Он с изумлением оглядывал всех, полулежавших на плащах, пледах, сидевших кружком на лужайке и смотревших на него. Фроленко сказал:

— Что ж, так и нужно писать, по-моему, в революционном органе…

Было сказано не слишком уверенно, но так как тягостная пауза длилась, выходило, что фроленковская неуверенная мысль одобряется всеми. Попов спросил у Морозова без всякой воинственности — это был скорее жест для Плеханова:

— Вы признаете это общим методом?

Воробей забормотал пылко:

— Видите ли, как только будет обеспечена свобода слова и низвергнут абсолютизм, сейчас же нужно будет действовать убеждением. Исключительно убеждением!

Кто-то из саратовцев прогудел одобрительное, остальные молчали, Плеханов, уже севший было на свой плащ, снова вскочил.

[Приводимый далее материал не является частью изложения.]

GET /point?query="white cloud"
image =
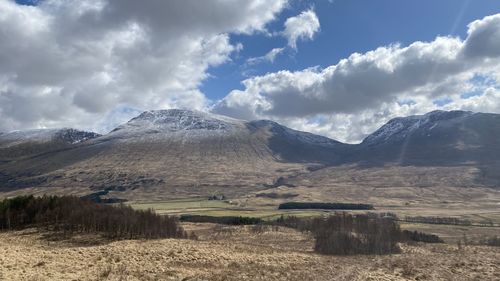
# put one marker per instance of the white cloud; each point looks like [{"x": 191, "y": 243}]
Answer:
[
  {"x": 69, "y": 62},
  {"x": 269, "y": 57},
  {"x": 348, "y": 100},
  {"x": 302, "y": 27}
]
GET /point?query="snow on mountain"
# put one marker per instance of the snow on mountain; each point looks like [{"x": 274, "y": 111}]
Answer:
[
  {"x": 67, "y": 135},
  {"x": 156, "y": 124},
  {"x": 292, "y": 134},
  {"x": 399, "y": 128}
]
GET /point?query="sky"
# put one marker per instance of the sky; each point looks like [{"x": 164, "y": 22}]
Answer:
[{"x": 339, "y": 68}]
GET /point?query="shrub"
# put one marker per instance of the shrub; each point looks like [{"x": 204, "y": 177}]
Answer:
[
  {"x": 71, "y": 214},
  {"x": 221, "y": 220},
  {"x": 346, "y": 234},
  {"x": 421, "y": 237},
  {"x": 490, "y": 241}
]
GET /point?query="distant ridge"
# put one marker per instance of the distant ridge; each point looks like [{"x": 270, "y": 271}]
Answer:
[{"x": 175, "y": 151}]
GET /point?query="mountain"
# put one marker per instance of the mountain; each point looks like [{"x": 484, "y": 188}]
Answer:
[
  {"x": 436, "y": 138},
  {"x": 176, "y": 153},
  {"x": 65, "y": 135}
]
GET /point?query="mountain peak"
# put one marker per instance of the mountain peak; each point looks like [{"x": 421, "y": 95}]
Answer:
[
  {"x": 400, "y": 127},
  {"x": 175, "y": 121},
  {"x": 66, "y": 135}
]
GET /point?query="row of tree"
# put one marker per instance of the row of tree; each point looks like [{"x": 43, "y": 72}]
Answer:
[
  {"x": 328, "y": 206},
  {"x": 71, "y": 214},
  {"x": 438, "y": 220}
]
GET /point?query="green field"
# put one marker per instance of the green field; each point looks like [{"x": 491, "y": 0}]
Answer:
[{"x": 202, "y": 206}]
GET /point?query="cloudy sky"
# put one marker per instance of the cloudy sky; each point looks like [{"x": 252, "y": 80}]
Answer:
[{"x": 339, "y": 68}]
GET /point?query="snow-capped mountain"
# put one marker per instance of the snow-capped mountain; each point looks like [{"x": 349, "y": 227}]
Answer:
[
  {"x": 178, "y": 150},
  {"x": 399, "y": 128},
  {"x": 160, "y": 124},
  {"x": 438, "y": 137}
]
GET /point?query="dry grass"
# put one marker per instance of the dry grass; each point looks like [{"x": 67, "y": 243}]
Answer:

— Господа! В таком случае мне здесь больше нечего делать. Прощайте!

Качнулся, поднял плащ и, помахивая им, довольно медленно и с какой-то жалкой торжественностью — наверно, ждал, что окликнут, — пошел в сторону леса. Никто не окликнул. У всех на лицах было написано виноватое, мучительное. Верочка Филиппова прошептала:

— Господа, нужно его возвратить!

Андрей и Дворник переглянулись. Поняли без слов. Дворник произнес бесцветным, директорским голосом, какой являлся у него в иные минуты:





— Нет, как ни горько, мы не должны его возвращать.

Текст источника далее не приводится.